Adorei! votem certo galera!!
abril 4, 2011 8:48 am às 8:48
Tássia Novaes
tô rindo sozinha aqui.
Meu pai conta uma história, na saudadosa Jequié, quando menino, varou a noite com um tio na porta do cemitério esperando a assombração passar. Tinham que atravessar o local de noite pra chegar a um ponto onde caçavam tatu, preá, passarinho etc. Avistaram a assombração perfeitinha e pararam. Quando amanheceu perceberam que era um jumento imóvel (como é peculiar ao tipo), que com a sombra de uma das lápides, sabe-se lá como, projetava a tal assombração.
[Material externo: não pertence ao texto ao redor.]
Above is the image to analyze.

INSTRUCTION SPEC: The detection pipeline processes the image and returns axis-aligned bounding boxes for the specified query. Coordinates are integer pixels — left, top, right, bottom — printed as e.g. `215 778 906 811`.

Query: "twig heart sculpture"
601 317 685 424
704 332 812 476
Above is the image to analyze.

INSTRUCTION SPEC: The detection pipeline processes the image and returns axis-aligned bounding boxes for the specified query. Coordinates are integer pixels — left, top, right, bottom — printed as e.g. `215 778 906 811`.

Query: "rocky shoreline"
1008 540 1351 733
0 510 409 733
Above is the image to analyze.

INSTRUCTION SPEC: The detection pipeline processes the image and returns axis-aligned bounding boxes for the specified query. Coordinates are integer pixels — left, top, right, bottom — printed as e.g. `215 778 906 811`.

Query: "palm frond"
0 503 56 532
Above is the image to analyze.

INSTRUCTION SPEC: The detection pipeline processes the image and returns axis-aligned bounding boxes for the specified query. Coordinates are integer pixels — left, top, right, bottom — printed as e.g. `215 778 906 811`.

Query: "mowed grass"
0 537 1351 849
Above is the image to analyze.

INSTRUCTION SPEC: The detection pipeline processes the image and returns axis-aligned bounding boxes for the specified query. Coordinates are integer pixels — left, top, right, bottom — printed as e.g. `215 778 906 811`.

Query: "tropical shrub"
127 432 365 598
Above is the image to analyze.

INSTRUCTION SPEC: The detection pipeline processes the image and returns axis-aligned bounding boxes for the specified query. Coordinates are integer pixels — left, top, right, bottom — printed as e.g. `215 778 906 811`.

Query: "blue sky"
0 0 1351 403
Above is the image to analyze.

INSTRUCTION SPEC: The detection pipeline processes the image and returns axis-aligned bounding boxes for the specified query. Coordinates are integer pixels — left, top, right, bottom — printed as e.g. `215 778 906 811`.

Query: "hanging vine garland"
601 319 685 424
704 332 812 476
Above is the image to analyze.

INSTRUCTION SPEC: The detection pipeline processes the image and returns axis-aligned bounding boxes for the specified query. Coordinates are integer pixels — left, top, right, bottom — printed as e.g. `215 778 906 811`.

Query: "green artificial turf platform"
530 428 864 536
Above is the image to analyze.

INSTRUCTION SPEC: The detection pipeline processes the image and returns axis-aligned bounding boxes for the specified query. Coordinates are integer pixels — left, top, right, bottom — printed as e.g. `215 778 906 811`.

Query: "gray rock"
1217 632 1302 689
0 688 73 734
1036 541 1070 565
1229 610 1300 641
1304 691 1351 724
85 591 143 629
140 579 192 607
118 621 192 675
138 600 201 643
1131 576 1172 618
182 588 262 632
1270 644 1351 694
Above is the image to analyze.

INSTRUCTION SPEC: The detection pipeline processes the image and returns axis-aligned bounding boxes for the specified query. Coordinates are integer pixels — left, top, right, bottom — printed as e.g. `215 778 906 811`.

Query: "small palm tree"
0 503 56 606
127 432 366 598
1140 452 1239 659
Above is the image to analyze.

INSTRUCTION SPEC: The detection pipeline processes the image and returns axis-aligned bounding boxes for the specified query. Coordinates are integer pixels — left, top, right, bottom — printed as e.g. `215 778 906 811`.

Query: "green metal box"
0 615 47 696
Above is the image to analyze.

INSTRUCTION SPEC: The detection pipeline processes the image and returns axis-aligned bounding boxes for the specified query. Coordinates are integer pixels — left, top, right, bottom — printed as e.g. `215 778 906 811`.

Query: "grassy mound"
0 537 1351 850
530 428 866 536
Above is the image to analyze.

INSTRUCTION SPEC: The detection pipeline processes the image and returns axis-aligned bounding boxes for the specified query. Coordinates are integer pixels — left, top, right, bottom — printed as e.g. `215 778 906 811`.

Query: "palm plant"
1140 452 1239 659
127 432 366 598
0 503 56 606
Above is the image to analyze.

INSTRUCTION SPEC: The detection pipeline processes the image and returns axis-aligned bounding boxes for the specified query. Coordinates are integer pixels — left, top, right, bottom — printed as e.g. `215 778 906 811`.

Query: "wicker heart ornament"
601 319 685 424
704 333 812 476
abril 4, 2011 8:51 am às 8:51
Ricardo Sangiovanni
Especula-se que o jumento em questão estava vendo o anjo do Senhor.
abril 4, 2011 11:42 am às 11:42
Gustavo Hennemann
Haha, ficou muito bom. Lembrei duma conversa maluca que tive há poucos dias com uma figura aqui em São Paulo.
Segundo Luiz Oliveira, 46, paraibano do interior, ex-boiadeiro e taxista na capital paulista há 24 anos, o tal do burro é um bicho “bão da porra”. Ele é filho do jumento, de preferência o pêga (“aquele brancão com a cruz roxa nas costas”), com a “besta” (égua para os leigos). E se cruzar o “jegue com a jega”? Dá só aquele “tampinha de bingo”, que é “virado em orelha”.
É um doutor ou não é?
abs.
abril 4, 2011 12:01 pm às 12:01
Ricardo Sangiovanni
Mais que um doutor: pelo trejeito da fala, desconfio que se trate de outro “entendiólogo”, como meu tio.
abril 5, 2011 5:36 pm às 17:36
Diego D.
Hummm, cheio de interatividades agora o blog, gostei.
Sobre o texto, acho que não leva a lugar nenhum, e justamente essa é a sua graça. Gostei, mas sei la porque. Minha parte preferida é: e Deus?
abril 5, 2011 7:30 pm às 19:30
Ricardo Sangiovanni
:) se não achar o porquê, então gostou porque é meu camarado, o que já é um porquê melhor do que muitos que andam vendendo por aí.
abril 6, 2011 5:07 pm às 17:07
Eduardo Sarno
Rapaz, a conclusão passou de raspão: o burro, aquele da burrice, não vale nada nem na Rio-Bahia, nem na Rio-Niteroy nem na conexão Líbia-Japão !!